The Great Canterbury Psalter

The Great Canterbury Psalter f. 108v, psalm 63  Hear, O God, my prayer when I make supplication


f. 108v, psalm 63  Hear, O God, my prayer when I make supplication

The first of the two bands on this folio abides by the metaphorical tone characteristic of the text of the Psalter which has already been reflected indirectly in other, quite literal, Catalan pictures. A person or monk at prayer, in front of an altar dignified by a gold cross, reproduces the motif of the person at prayer found in some other initials in this part of the codex too (v. 2, Exaudi Deus orationem meam... // Hear O God, my prayer). However, this individual is now threatened by a pair of archer demons, possibly a more recent creation since they are wingless, each shown firing an arrow at the innocent person (v. 4, Quia exacuerunt ut gladium linguas suas: intenderunt arcum rem amaram // For they have whetted their tongues like a sword; they have bent their bow a bitter thing; v. 5, Ut sagittent in occultis immaculatum // To shoot in secret the undefiled), who admits that he fears the demon and his constant persecution (S. E. Hyeronimus, Breviarium..., 1062). However, the wounds that the treacherous, black devils may cause are compared by the psalmist to children’s arrows (v. 8, ...Sagittae parvulorum factae sunt plagae eorum // And God shall be exalted. The arrows of children are their wounds) being shot heavenwards in the miniature to the sound made by two older devils with remarkably large ears on the far right of the elongated scene. The arrows fly back to the archers who shot them and seem to hit their foreheads (v. 9, Et infirmatae sunt contra eos linguae eorum // And their tongues against them are made weak), employing once again the parallel between tongues and bows mentioned in verse four. The isolated motif recalls the tale of the hunter on Mount Gargano who shot at St Michael the Arcangel’s calf and was wounded by his own arrow.

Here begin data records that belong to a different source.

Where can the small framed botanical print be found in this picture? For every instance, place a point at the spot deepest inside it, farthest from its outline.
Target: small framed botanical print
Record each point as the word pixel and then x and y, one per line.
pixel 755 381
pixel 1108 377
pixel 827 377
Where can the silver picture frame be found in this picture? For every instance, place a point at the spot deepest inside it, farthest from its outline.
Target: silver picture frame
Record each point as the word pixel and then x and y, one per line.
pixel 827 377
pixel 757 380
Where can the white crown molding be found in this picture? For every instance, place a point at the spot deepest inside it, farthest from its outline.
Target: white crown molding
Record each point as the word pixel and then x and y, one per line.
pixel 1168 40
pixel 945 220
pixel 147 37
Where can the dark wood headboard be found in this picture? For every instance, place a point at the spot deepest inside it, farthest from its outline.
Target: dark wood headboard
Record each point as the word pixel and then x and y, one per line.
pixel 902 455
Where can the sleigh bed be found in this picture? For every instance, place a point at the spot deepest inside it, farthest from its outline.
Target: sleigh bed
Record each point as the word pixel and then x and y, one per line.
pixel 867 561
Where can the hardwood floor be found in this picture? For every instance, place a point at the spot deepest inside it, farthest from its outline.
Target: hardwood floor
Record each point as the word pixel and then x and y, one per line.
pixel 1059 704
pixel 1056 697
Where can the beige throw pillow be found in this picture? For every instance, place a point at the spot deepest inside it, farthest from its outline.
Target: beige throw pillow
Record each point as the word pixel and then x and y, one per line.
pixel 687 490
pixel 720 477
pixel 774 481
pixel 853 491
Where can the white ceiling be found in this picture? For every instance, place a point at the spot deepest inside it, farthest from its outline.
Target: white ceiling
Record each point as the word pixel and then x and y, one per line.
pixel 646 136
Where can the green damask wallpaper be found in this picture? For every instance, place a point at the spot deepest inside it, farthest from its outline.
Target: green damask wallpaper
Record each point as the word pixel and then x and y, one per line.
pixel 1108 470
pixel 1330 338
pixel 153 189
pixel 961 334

The transcription of the text is interrupted in the bottom register, continuing with the Christological exemplification or explanation. Christ’s prayer in the Garden of Olives is chosen as a referent of David’s curses when the king asks God to free his eternal enemies. The scene in the Garden features two different moments concerning Christ’s preparation for death. The first regards the call of God the Father blessing his Son from the arch of heaven whilst Peter, John and James sleep soundly. The available space enables their bodies to stretch out full length without being contorted or bunched up as often occurs in other paintings. Depicted in the second scene is the descent of the angel transformed into Jesus’ comfort, a paradigm of the innocent, before the death awaiting him, but which also symbolises his acceptance of his father’s will. St Augustine points out that psalm 63 concerns the Passion of Christ (Enarrationes II, pp. 591 ff.), referring to Christ’s prayer in the Garden of Olives, “Pater, si fieri potest, transeat a me calix iste?” and“Verum non quod ego volo, sed quod tu vis, Pater” (Mt 26: 39-42). These are the two scenes into which the image is divided although, because of the angel, it leads to St Luke’s Gospel (“Apparuit autem illi angelus de coelo, confortans eum. Et factus in agonia, prolixius orabat”: Lc 22: 43).